Окунев прислал за мной уже в темноте.
Он был жив и при полку — то, что от полка осталось, держалось при нём, и он держался при этом, как человек держится за дело, чтоб не думать о прочем. Я нашёл его у телеги, при фонаре; он снял пенсне и тёр переносицу, и по одному этому я понял, что разговор будет не пустой.
— Садись, — сказал он. — Ноги, поди, гудят.
Я сел. Он поглядел на меня и без предисловий сказал то, зачем звал.
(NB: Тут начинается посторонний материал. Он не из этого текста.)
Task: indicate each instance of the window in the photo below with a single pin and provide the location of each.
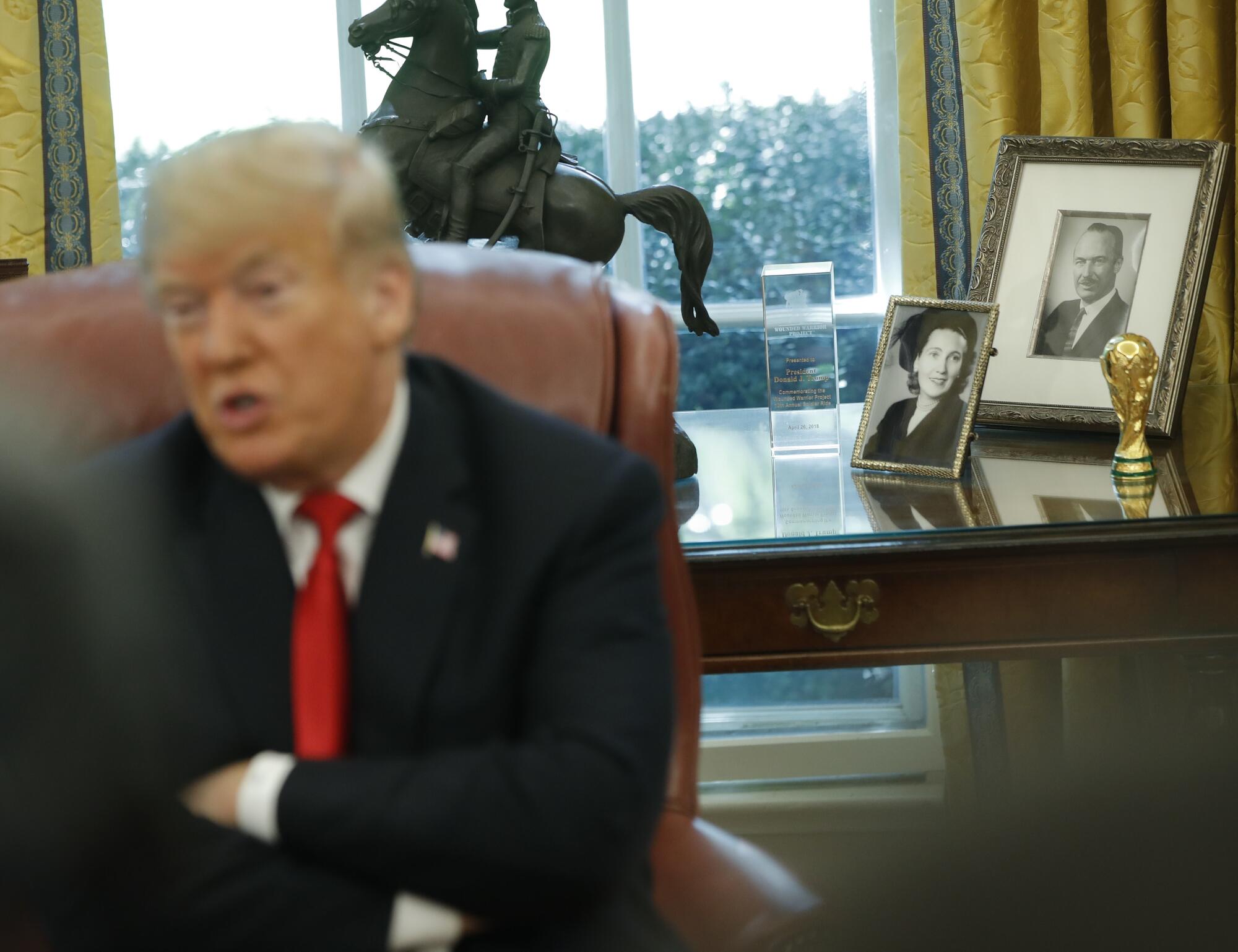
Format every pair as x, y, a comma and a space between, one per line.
180, 72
— Отходить будем на реку. Там встанем на рубеж — не завтра, а как дойдём. И тебе с твоими остатками — держать хвост. Арьергард. Пойдёте последними.
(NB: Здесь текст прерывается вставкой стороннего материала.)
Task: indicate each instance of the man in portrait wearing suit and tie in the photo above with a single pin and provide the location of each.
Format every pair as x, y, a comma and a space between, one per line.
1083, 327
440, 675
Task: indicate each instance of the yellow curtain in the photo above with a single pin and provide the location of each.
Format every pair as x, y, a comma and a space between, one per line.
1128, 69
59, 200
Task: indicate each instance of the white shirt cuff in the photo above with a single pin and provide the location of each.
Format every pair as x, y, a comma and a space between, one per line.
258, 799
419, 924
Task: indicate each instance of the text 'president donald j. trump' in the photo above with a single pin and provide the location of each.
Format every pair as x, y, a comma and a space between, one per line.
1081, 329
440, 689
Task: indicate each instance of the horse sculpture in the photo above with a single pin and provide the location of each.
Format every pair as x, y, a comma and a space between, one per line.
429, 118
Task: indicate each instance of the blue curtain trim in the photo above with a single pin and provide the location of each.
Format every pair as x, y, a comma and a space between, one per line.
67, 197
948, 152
Я молчал, и он это молчание понял по-своему — верно понял.
— Знаю, — сказал он. — Не сахар. Последним всегда не сахар. — Он помолчал, глядя на фонарь. — А назначаю тебя не в наказание. Наоборот. Ты умеешь отходить, не рассыпая людей. Это у тебя выходит лучше, чем у прочих, — я видел. Оттого и последними — ты. Тот, кто отходит ладно, тому и достаётся хвост: чтоб прикрыл тех, кто отходит худо.
Он сказал это ровно, не в похвалу, а как говорят цену. И я услышал в этом то, что он не добавил: умение моё теперь стоило мне места в хвосте. Худого отводят вперёд, чтоб не развалил остальных. Ладного оставляют сзади, прикрывать. Награда за дело, сделанное хорошо, — дело тяжелее.
— На сколько встанем на реке? — спросил я. — Держать сколько.
— Пока не отойдут те, кого прикрываешь. Как отойдут — снимешься. Сроку тебе никто не даст. Сам будешь считать по тому, кто прошёл, а кто ещё нет. Как всегда у тебя.
Он подтянул к фонарю замусоленный лист, разгладил его ладонью и провёл по нему пальцем, не карандашом, а сухим пальцем, как водят, показывая, а не записывая.
— Переправа тут будет одна на всех. Мост. — Палец остановился. — Мост старый, деревянный, узкий; в один ряд идут, не в два. За тобой через него пойдёт всё, что позади: обозы, батареи, что уцелело, раненые. Всё в одну нитку. Твоё дело — стоять на этом берегу, пока последняя подвода не перейдёт, и не дать германцу выскочить к мосту раньше, чем она перейдёт. А перейдёт последняя — жечь мост и уходить самому. — Он поднял на меня глаза. — Считать будешь строго. Сожжёшь раньше — отрежешь своих, тех, кто ещё не перешёл. Сожжёшь позже — германец по нему следом за тобой перейдёт, и тогда весь твой заслон зря. Тут вся служба в том, чтоб угадать последнюю подводу.
Я поглядел на палец, на лист, прикинул. Мост, узкая нитка через него, я на этом берегу, а за спиной у меня — вода, а через воду одна дорога, и она горит по моему слову. Служба выходила ясная: держи, считай, жги вовремя, уходи последним. Не хитрая. Только цена ошибки на ней была короткая и вся моя.
— Понял.
Больше говорить было не о чем. Он сказал, что нужно, я услышал, что нужно. Я поднялся.
— Северцев, — сказал он мне в спину, когда я уже шёл. Я обернулся. Он опять снял пенсне и смотрел на меня без него, близоруко, устало. — Людей побереги. Своих. Хвост — он такой: тянет за собой оставить кого-нибудь. Ты не оставляй.
— Постараюсь, ваше высокоблагородие.
Я пошёл к своим. С запада всё катился, не смолкая, тот же дальний гул, к которому мы за эти недели притерпелись и который теперь означал, что то, от чего мы уходим, за день стало ближе. Завтра снова идти, и держать хвост, и считать, кто прошёл. Последними так последними. Идя, я уже прикидывал, кого поставлю на первый заслон и где, — не потому, что было приказано прикидывать, а потому, что руки и голова у меня, когда тяжело, сами брались за дело.